Roasted Squash Salad with Savory Granola
- 1/2 cup raw chopped hazelnuts
- 1/4 cup raw sunflower seeds
- 1/2 cup raw pumpkin seeds
- 1/4 cup raw pistachios
- 1 tbsp chili flakes(optional)
- 1/2 tbsp coriander seeds
- 1/2 tbsp fennel seeds
- 1/2 tsp salt
- 1 tbsp Pines Real.Green.Food. powder blend
- 4 tbsp coconut oil
- Preheat the oven to 320 F.
- Grind the coriander seeds, fennel seeds and salt.
- Mix all the ingredients together, transfer onto a baking pan. Bake for 20 minutes.
- 2 delicata squash
- 4 tablespoon extra virgin olive oil (2 T for squash – 2 T for dressing)
- Freshly ground pepper
- 1 teaspoon sea salt
- 1 tablespoon white wine vinegar
- 1 tsp maple syrup
- 1 tsp mustard
- 1 handful greens
- Preheat oven to 400 F and line the sheet pan with parchment paper.

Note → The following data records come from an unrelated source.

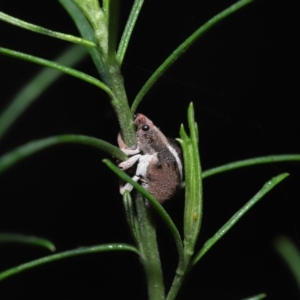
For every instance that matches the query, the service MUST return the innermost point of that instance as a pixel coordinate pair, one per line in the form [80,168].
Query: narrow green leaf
[268,186]
[56,66]
[131,216]
[256,297]
[193,188]
[251,162]
[45,31]
[112,10]
[290,254]
[66,254]
[133,16]
[26,239]
[154,203]
[87,32]
[36,86]
[20,153]
[181,49]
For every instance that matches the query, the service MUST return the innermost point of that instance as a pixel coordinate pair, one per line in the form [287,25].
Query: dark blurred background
[242,78]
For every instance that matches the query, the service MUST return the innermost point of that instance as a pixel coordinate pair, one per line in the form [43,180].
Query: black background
[241,77]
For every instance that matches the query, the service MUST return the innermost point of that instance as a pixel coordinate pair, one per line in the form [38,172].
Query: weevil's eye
[145,127]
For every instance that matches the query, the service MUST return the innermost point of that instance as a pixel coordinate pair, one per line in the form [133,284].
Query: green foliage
[98,25]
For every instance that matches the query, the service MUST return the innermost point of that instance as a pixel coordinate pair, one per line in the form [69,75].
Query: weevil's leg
[129,162]
[128,187]
[125,149]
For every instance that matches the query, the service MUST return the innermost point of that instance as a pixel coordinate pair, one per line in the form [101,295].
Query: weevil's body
[159,166]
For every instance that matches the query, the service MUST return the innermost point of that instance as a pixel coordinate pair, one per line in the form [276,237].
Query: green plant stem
[149,251]
[193,199]
[134,13]
[110,68]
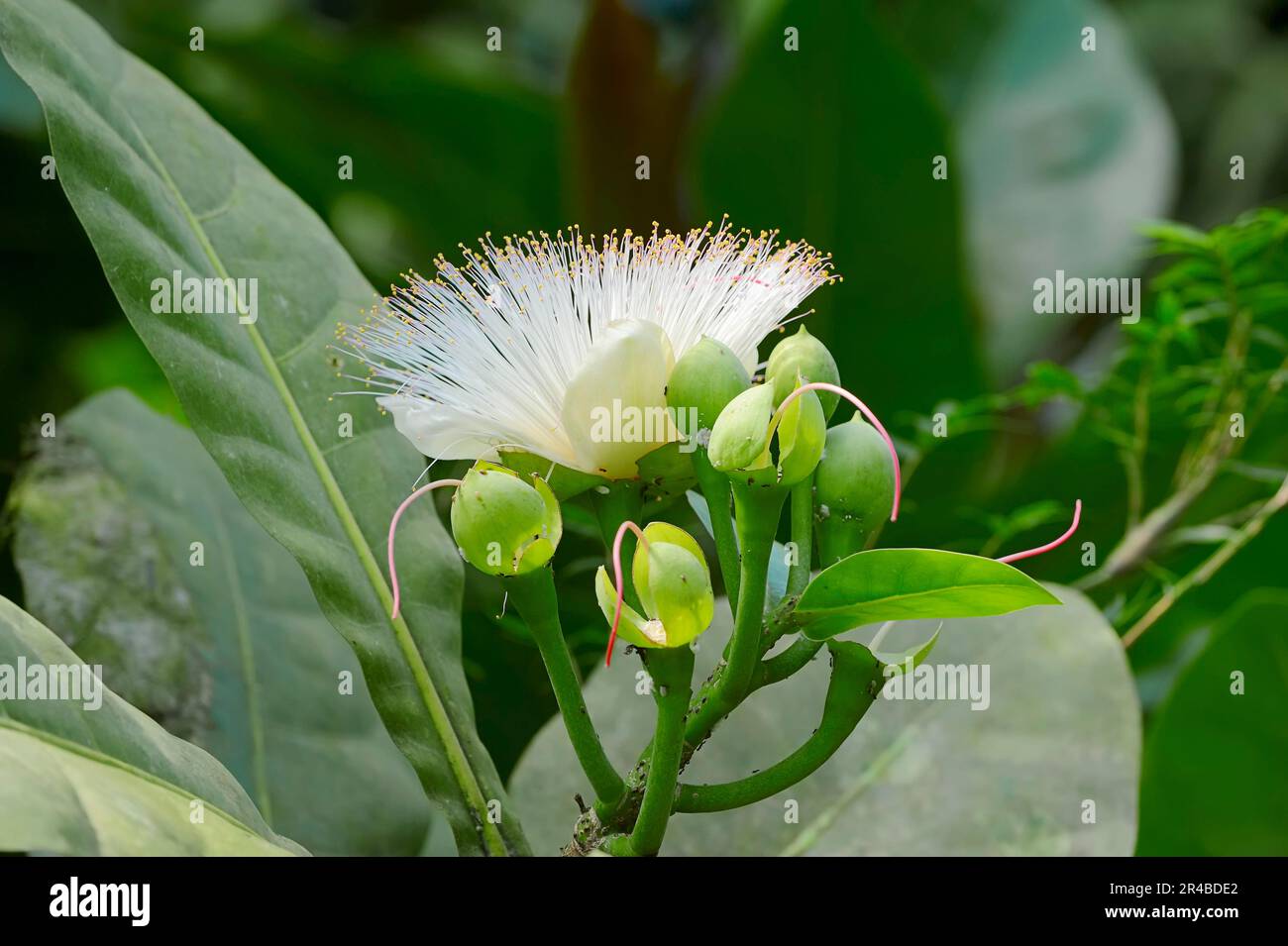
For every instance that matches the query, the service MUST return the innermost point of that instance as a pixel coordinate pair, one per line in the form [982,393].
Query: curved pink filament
[621,587]
[863,409]
[1048,546]
[393,525]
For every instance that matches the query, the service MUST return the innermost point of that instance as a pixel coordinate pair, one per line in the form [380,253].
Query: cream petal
[614,407]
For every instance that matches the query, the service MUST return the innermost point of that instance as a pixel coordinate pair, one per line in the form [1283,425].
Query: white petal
[614,409]
[437,430]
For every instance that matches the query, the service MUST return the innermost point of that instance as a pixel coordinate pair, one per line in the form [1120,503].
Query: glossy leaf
[912,583]
[227,649]
[160,188]
[84,779]
[917,777]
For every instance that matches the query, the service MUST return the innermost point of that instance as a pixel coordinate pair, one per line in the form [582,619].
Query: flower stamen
[1048,546]
[863,409]
[621,585]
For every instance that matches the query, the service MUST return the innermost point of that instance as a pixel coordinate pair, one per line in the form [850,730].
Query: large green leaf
[232,652]
[910,584]
[917,777]
[1215,779]
[80,779]
[159,187]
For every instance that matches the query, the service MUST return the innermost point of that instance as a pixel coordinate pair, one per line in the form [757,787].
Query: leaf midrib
[888,598]
[111,761]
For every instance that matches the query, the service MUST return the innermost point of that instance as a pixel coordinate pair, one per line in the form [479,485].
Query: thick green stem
[855,681]
[782,666]
[758,511]
[533,594]
[715,490]
[673,684]
[803,534]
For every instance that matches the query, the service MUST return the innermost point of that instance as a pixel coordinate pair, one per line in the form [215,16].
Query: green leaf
[104,521]
[911,583]
[917,653]
[1216,761]
[917,777]
[106,781]
[159,188]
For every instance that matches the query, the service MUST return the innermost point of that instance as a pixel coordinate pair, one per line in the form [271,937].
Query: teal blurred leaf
[835,145]
[233,654]
[108,781]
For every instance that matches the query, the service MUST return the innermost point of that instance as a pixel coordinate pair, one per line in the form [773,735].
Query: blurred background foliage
[1051,164]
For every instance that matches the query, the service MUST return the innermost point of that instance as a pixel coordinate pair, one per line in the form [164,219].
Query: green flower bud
[803,357]
[745,431]
[505,523]
[853,489]
[674,585]
[706,378]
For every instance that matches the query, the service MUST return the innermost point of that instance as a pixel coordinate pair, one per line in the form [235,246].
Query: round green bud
[743,435]
[802,356]
[853,489]
[706,378]
[505,523]
[674,585]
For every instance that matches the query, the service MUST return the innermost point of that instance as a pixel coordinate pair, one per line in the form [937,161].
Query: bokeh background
[1055,158]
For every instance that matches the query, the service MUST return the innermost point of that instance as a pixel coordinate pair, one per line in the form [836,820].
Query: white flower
[531,341]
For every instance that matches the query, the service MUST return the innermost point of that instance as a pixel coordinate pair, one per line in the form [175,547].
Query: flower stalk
[533,593]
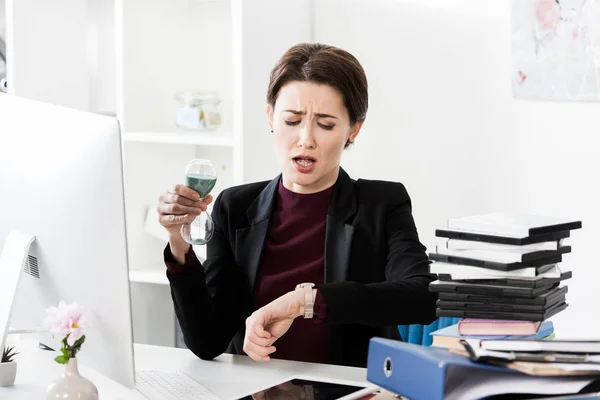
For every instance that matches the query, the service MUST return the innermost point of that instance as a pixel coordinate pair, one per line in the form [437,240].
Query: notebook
[462,272]
[473,326]
[449,337]
[557,346]
[457,244]
[513,224]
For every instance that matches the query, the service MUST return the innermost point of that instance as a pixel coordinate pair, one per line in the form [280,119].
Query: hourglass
[200,176]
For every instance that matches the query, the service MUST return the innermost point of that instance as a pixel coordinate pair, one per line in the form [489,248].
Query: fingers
[170,220]
[258,343]
[178,209]
[180,205]
[258,353]
[185,191]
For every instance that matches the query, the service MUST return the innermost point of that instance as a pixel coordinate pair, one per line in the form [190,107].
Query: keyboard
[175,385]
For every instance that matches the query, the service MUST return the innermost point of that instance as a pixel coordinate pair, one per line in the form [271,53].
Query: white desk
[228,376]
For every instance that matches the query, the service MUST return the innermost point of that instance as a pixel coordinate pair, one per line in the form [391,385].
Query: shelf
[221,139]
[157,274]
[153,275]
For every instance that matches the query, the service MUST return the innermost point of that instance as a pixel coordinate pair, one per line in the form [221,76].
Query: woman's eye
[327,127]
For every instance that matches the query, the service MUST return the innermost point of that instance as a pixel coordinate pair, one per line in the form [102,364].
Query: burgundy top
[293,253]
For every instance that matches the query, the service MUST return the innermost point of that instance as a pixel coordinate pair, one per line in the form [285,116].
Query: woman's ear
[270,117]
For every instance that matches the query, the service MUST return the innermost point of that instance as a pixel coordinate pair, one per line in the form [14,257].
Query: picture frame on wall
[556,49]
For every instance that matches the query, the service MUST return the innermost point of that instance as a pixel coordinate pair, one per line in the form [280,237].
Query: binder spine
[404,373]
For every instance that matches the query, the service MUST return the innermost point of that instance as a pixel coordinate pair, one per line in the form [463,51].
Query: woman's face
[310,127]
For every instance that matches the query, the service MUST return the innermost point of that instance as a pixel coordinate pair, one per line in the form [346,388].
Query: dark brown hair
[319,63]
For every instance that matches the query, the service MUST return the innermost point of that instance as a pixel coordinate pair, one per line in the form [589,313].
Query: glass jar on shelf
[198,110]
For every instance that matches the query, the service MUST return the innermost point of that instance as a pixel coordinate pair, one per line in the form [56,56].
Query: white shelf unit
[128,58]
[191,138]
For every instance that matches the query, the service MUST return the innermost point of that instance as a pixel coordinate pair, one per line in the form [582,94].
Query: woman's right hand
[178,206]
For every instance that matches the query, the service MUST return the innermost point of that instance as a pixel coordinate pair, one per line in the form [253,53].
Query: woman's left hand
[271,322]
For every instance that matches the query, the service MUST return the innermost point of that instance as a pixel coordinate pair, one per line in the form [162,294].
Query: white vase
[72,385]
[8,373]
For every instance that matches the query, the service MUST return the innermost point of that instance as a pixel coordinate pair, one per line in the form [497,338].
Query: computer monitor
[61,181]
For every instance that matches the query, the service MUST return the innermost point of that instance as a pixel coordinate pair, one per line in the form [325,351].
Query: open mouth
[304,161]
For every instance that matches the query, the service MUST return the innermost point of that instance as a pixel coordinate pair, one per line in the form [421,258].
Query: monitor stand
[12,263]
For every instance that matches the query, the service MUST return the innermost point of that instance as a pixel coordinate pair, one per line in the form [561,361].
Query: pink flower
[66,319]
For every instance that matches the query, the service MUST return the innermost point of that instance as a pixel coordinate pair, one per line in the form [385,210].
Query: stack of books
[481,329]
[503,267]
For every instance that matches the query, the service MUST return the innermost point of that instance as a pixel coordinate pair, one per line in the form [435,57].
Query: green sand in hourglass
[202,184]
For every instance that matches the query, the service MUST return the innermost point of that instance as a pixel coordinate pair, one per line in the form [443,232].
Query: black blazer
[376,269]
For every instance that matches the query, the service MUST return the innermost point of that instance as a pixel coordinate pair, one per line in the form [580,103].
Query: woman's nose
[306,139]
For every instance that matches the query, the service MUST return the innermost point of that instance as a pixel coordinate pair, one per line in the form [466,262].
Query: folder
[425,373]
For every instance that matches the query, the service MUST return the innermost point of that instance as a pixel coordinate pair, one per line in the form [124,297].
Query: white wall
[3,19]
[442,120]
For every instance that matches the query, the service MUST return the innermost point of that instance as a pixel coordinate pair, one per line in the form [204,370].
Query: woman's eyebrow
[320,115]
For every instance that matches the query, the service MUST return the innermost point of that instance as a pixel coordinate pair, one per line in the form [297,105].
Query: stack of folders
[451,337]
[502,267]
[538,357]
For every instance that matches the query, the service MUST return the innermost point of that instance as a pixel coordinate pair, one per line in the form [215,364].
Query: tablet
[531,282]
[489,290]
[465,235]
[489,264]
[314,388]
[546,298]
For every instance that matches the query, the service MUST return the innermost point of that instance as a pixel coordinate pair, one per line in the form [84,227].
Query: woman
[311,265]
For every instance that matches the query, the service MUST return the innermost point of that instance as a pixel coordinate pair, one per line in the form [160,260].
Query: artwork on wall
[556,49]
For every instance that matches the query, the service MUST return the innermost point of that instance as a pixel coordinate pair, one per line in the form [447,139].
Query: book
[457,244]
[468,272]
[557,346]
[422,372]
[449,337]
[510,240]
[504,256]
[473,326]
[513,224]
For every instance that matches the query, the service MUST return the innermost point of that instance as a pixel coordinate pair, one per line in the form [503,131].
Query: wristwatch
[308,300]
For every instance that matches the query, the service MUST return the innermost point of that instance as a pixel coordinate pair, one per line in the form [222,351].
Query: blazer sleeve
[211,301]
[404,297]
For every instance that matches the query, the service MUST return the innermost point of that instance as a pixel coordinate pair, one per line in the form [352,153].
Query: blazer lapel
[340,231]
[250,241]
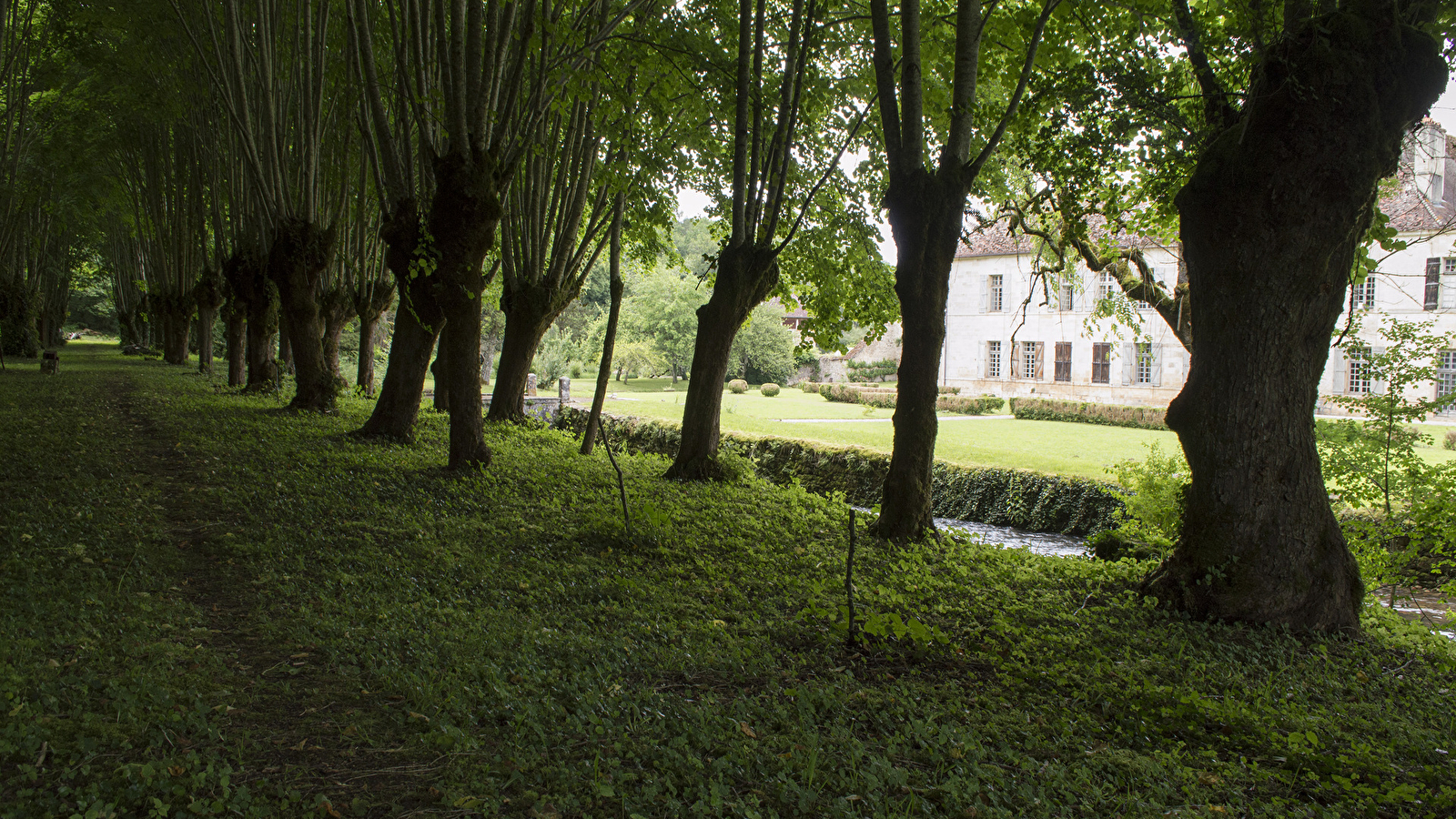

- Slice each delicat squash into ½” disks and scoop out the seeds.
- Toss the squash with oil, and pepper. Roast for 30 minutes until golden brown.
- While squash roasts, make the dressing by adding salt, oil, mustard, vinegar and syrup in a small bowl. Whisk until well combined.
- Arrange the greens on a plate and gently place your squash on top. Finish with dressing and granola.